Cliven Bundy’s lawyer shows pre-standoff scuffle videos
(Update: Defense attorney gives opening statement)
LAS VEGAS (AP) – Jurors got their first look Tuesday afternoon at videos of confrontations that Cliven Bundy’s lawyer says provided the catalyst for an April 2014 armed standoff with federal agents and a federal trial now underway for the Nevada rancher, two sons and a co-defendant.
One clip showed Bundy’s sister knocked to the ground by a federal agent. Another showed Bundy’s son, David Bundy, taken to the ground and arrested while taking photos of armed men with guns near the Bundy ranch six days before the standoff.

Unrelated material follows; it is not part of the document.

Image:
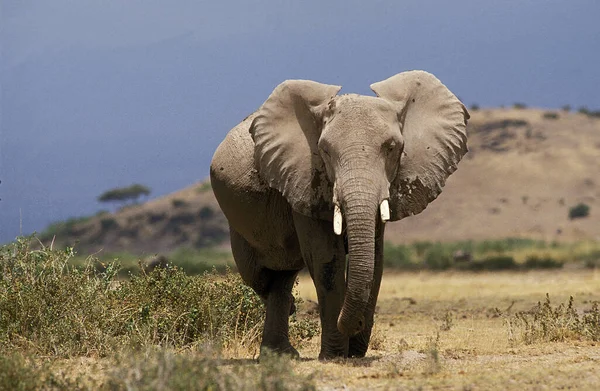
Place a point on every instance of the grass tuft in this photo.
(548, 323)
(49, 307)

A third showed an agent zapping Bundy son Ammon Bundy with a stun gun when he used an ATV to block a dump truck that attorney Bret Whipple said Tuesday was hauling irrigation equipment that the government illegally ripped from arid public range where the family grazed cattle.
Whipple told jurors that in the end, they will be the ones to decide whether crimes were committed during what he says amounted to peaceful protests.

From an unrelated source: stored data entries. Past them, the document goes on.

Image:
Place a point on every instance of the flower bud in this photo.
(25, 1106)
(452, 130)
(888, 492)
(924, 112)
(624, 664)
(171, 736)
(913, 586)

Earlier in the day, a prosecutor told jurors that Cliven Bundy and followers won the armed standoff with U.S. agents through use-of-force and violence “at the end of a gun.”
Acting U.S. Attorney Steven Myhre gave his two-hour opening summary of the case against Bundy, two of his sons and a co-defendant, casting the Nevada rancher as the leader of a conspiracy involving militia members and men, women and children.

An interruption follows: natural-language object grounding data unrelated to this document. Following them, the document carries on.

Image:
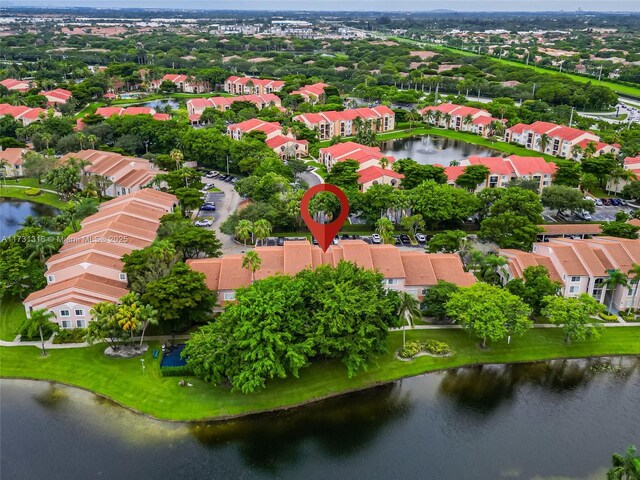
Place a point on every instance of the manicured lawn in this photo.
(19, 193)
(11, 317)
(616, 87)
(124, 382)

Myhre said evidence will show they had a common objective – to get Bundy cattle back from federal agents trying to enforce lawful court orders to remove his cows from public rangeland for non-payment of grazing fees and penalties.
Bundy doesn’t recognize federal authority over land in U.S. states.
Whipple said that no one conspired with anyone in what amounted to a peaceful protest near Bunkerville, about 80 miles northeast of Las Vegas.
Myhre said the case is about violence and the use of guns.
The trial is expected to take four months.
Defense lawyers say the four men didn’t wield weapons and that no shots were fired in the standoff.
Prosecutors allege the 71-year-old Bundy, sons Ryan and Ammon Bundy, and Ryan Payne led a self-styled militia to stop federal agents at gunpoint from enforcing court orders to remove Bundy’s cattle from public rangeland.
Bundy refuses to pay grazing fees to a federal government that he maintains has no authority over land in the states.
Federal prosecutors have twice failed to win full convictions at trial of the men who had guns during the tense confrontation.
The four defendants sought to be released to a halfway house during trial.
The judge on Monday granted the request only to Ryan Bundy. He’s serving as his own attorney and argued he was hampered in preparing his case in jail.